Furthermore, the capability and reliability of HMS in processing real microbiomes were verified by Real Datasets II and III in two subtests. Subtest 1. PCoA of different distance matrices: For the two real datasets, we calculated their pairwise distance matrix by HMS and aforementioned three benchmark distance metrics, and plotted the principle coordinates by a unified PCoA method (‘vegan’ package in R). For both two real datasets, the hierarchical dissimilarity algorithm was able to cluster and distinguish microbiomes by their source habitats (ANOSIM test R = 0.90 and R = 0.92 for Real Datasets II and III, P-value < 0.01; ‘anosim’ function of ‘vegan’ package in R), as well as Bray–Curtis, Cosine and JSD (Fig. 5), showing the applicability of HMS distance on real microbiomes. Notably, the Euclidean distance produced a disordered PCoA layout on Real Dataset III (WGS data of human microbiome) due to the sparse KO profiles among different body sites (Thompson et al., 2017). Subtest 2. Different PCoA methods on the same distance matrix: We then took the HMS distance matrix as input, and deduced the principle coordinates by PCoA of HMS, ‘vegan’ package and ‘ape’ package in R, respectively, and assessed the consistency of three results using Monte-Carlo test (10 000 times permutation; ‘procuste.randtest’ function of ‘ade4’ package in R). Results in Figure 6 suggested that results by HMS and benchmark methods were strongly correlated without significant difference (R > 0.99, P-value < 0.01), hence the HMS PCoA provides the interpretation of beta-diversity pattern with equivalent precision as other implementations but much higher speed (Fig. 4B).

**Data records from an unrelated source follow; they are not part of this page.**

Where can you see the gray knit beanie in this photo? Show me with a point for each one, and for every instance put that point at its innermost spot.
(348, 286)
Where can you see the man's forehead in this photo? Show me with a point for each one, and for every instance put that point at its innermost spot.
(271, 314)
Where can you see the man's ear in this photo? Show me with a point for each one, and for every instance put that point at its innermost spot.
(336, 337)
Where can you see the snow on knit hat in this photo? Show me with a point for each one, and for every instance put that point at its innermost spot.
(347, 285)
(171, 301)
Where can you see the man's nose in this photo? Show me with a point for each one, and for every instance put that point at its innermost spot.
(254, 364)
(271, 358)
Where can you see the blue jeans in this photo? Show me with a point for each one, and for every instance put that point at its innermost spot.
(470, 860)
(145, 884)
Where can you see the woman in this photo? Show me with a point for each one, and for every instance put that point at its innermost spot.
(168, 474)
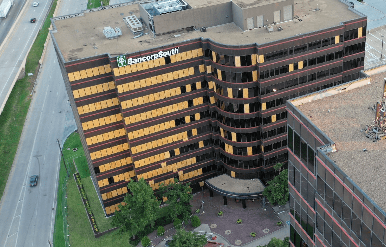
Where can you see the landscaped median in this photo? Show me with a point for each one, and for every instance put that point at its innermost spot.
(97, 3)
(16, 108)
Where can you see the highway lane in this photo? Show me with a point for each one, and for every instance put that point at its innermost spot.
(6, 23)
(15, 49)
(27, 214)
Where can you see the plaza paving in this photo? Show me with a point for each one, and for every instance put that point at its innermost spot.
(254, 219)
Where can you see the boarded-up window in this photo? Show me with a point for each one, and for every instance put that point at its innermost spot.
(276, 16)
(287, 12)
(250, 23)
(260, 21)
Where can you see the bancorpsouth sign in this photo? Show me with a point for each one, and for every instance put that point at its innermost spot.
(123, 61)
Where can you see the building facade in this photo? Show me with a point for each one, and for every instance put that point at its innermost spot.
(333, 201)
(198, 108)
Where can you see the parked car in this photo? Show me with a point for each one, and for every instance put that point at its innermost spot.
(33, 180)
(167, 244)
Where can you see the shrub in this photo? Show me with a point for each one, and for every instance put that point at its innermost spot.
(177, 223)
(160, 231)
(196, 222)
(145, 241)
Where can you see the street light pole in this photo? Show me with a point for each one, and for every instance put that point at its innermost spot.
(68, 175)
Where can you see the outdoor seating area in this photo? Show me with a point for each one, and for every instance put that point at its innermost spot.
(254, 218)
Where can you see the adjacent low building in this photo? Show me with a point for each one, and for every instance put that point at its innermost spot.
(192, 89)
(336, 176)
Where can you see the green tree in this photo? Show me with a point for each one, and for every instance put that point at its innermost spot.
(187, 239)
(145, 241)
(277, 190)
(275, 242)
(178, 196)
(196, 222)
(140, 208)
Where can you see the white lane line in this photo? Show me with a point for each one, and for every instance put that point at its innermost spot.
(30, 159)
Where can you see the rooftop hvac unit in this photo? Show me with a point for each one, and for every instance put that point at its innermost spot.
(112, 33)
(133, 23)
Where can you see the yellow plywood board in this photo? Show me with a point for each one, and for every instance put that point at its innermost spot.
(237, 61)
(245, 93)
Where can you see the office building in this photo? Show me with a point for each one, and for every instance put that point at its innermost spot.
(336, 145)
(194, 89)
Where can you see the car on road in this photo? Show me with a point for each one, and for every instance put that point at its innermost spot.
(167, 244)
(33, 181)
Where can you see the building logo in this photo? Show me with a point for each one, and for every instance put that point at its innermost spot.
(123, 61)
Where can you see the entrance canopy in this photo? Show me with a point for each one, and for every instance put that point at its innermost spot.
(236, 188)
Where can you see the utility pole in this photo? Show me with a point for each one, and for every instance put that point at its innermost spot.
(382, 46)
(68, 175)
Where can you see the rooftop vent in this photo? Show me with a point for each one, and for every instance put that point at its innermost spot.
(133, 23)
(112, 33)
(377, 130)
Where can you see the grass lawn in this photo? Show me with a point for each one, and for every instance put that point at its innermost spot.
(103, 223)
(80, 230)
(97, 3)
(60, 232)
(15, 110)
(73, 141)
(81, 234)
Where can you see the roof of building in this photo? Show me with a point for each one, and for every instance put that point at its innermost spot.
(342, 117)
(82, 36)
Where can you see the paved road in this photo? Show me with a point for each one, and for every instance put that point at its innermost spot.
(27, 214)
(6, 24)
(16, 47)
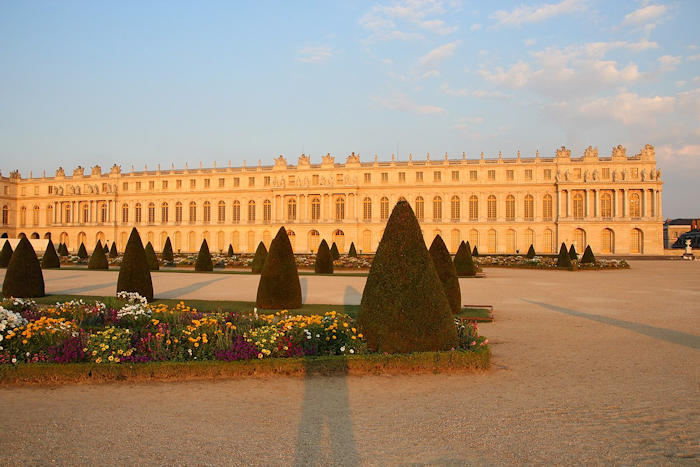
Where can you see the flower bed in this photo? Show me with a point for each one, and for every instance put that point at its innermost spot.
(128, 330)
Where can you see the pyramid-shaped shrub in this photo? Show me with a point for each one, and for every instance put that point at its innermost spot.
(404, 307)
(324, 263)
(464, 263)
(134, 275)
(259, 258)
(335, 254)
(98, 259)
(531, 252)
(5, 254)
(167, 254)
(588, 256)
(279, 286)
(23, 277)
(203, 262)
(447, 273)
(50, 260)
(564, 261)
(151, 257)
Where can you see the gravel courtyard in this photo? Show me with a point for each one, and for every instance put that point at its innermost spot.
(588, 367)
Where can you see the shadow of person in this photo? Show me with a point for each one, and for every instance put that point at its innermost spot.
(325, 435)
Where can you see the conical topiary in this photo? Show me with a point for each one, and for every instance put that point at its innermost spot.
(279, 286)
(167, 254)
(203, 262)
(447, 273)
(531, 252)
(335, 254)
(151, 257)
(82, 251)
(98, 259)
(134, 275)
(23, 277)
(50, 260)
(404, 307)
(564, 261)
(5, 254)
(324, 263)
(588, 256)
(113, 250)
(572, 253)
(259, 258)
(464, 263)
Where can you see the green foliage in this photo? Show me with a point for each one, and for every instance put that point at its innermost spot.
(259, 258)
(98, 259)
(464, 263)
(446, 272)
(588, 256)
(324, 262)
(134, 275)
(531, 252)
(335, 254)
(50, 259)
(167, 254)
(564, 261)
(23, 277)
(82, 251)
(404, 307)
(5, 254)
(279, 286)
(203, 262)
(151, 257)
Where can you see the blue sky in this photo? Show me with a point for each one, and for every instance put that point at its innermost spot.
(131, 82)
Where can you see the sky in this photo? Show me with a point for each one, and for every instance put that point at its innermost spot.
(162, 82)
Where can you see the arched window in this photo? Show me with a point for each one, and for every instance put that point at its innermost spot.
(420, 208)
(291, 209)
(547, 207)
(367, 210)
(315, 209)
(473, 208)
(529, 208)
(635, 207)
(437, 208)
(384, 208)
(606, 205)
(491, 208)
(221, 212)
(510, 208)
(455, 208)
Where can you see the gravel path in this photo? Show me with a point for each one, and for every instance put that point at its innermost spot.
(589, 367)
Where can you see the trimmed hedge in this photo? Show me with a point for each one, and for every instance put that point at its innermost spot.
(447, 273)
(404, 307)
(279, 286)
(134, 275)
(23, 277)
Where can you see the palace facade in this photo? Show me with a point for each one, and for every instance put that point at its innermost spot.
(502, 205)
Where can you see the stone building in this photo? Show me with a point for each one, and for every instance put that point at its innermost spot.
(500, 204)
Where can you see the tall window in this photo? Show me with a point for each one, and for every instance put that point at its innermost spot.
(491, 208)
(437, 208)
(473, 208)
(547, 207)
(455, 208)
(529, 208)
(367, 209)
(384, 208)
(510, 208)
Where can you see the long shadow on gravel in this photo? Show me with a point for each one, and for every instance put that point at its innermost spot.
(325, 435)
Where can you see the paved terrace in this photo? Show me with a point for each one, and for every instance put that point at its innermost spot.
(589, 367)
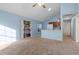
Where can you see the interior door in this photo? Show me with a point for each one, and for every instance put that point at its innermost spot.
(67, 27)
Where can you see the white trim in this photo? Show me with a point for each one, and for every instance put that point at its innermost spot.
(22, 27)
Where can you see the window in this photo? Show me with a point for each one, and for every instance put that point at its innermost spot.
(7, 34)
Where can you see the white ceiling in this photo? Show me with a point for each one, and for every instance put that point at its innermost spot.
(26, 10)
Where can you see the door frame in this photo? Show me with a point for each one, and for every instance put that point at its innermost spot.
(22, 28)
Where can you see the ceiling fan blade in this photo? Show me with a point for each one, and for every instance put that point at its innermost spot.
(34, 4)
(44, 6)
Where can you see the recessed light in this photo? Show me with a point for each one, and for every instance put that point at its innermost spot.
(49, 9)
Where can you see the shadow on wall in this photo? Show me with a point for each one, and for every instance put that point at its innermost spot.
(7, 34)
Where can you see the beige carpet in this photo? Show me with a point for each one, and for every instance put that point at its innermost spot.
(39, 46)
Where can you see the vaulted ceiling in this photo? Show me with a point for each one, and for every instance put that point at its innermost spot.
(26, 10)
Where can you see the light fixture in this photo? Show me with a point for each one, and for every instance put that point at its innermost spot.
(49, 9)
(40, 4)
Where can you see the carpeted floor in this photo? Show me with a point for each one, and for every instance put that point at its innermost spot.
(39, 46)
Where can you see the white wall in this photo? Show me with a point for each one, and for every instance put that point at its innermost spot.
(77, 29)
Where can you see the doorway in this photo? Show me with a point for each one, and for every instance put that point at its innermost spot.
(25, 29)
(67, 28)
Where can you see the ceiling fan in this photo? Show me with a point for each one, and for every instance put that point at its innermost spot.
(39, 4)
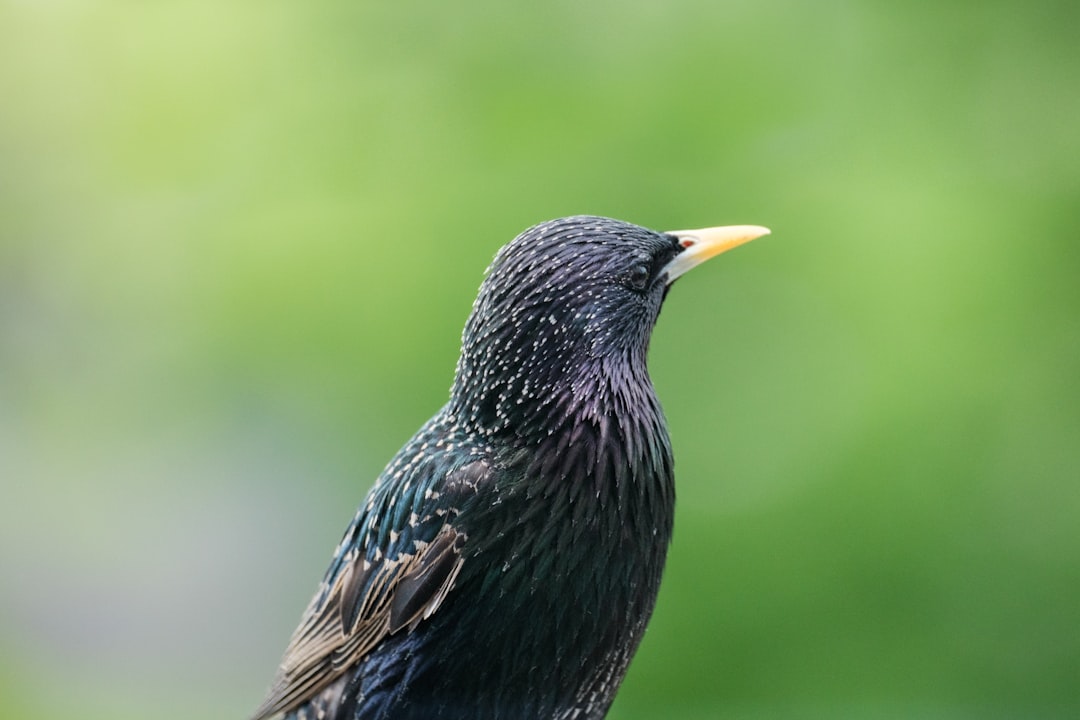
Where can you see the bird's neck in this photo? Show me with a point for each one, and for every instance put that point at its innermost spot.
(532, 399)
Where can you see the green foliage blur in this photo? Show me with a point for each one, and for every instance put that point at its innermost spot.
(239, 242)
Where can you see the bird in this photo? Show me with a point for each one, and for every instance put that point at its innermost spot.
(505, 562)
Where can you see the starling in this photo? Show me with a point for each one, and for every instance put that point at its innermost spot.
(507, 561)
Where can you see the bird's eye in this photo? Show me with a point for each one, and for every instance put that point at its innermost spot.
(638, 277)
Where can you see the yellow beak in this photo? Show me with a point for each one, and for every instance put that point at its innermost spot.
(706, 243)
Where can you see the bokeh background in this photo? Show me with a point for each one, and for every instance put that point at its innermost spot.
(239, 242)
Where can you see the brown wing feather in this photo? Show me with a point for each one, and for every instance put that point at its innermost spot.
(351, 622)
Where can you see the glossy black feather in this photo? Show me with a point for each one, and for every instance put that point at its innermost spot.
(508, 559)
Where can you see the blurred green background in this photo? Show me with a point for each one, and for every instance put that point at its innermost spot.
(239, 242)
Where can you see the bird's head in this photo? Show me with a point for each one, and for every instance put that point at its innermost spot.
(567, 306)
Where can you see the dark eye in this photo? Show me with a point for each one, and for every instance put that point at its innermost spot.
(638, 277)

Fig. 5. — PCoA of real human microbiome functional profiles analysed from (A) 16S rRNA gene amplicons in Real Dataset II and (B) WGS in Real Dataset III

Fig. 6. — PCoA of HMS and benchmark methods are strongly correlated

4 Conclusion and discussion

A massive number of microbiomes from various habitats have already been generated to characterize the dynamics between microbial metabolic features and their surroundings. Typically, microbiome functional profiles are sparse since gene families are unique and non-shared across samples from multiple habitats. Although some approaches like Carnelian (Nazeen et al., 2020) can find a few metabolic pathways as biomarkers for different samples, such a small fraction is not adequate for the ‘whole-community-level’ comparison when using geometry- or statistics-based metrics (Xu et al., 2015). In this work, we proposed a hierarchical-based algorithm for comprehensive distance measurement among microbiome functional features, which provides higher sensitivity in detecting variations in upper-level metabolic pathways but ignored by other metrics, reducing the zero-inflation effects of functional profiles. This release version has integrated the KOs and BRITE pathways, making HMS direct accepts functional profiles from HUMANn2 (Franzosa et al., 2018), PICRUSt2 (Douglas et al., 2020; Langille et al., 2013) or Meta-Apo (Jing et al., 2021) as input. The COG (Cluster of Orthologous Genes) (Galperin et al., 2015) and MetaCyc (Caspi et al., 2016) pathways will also be supported in the further versions, as well as the customized hierarchical functional annotations to expand the usability and compatibility.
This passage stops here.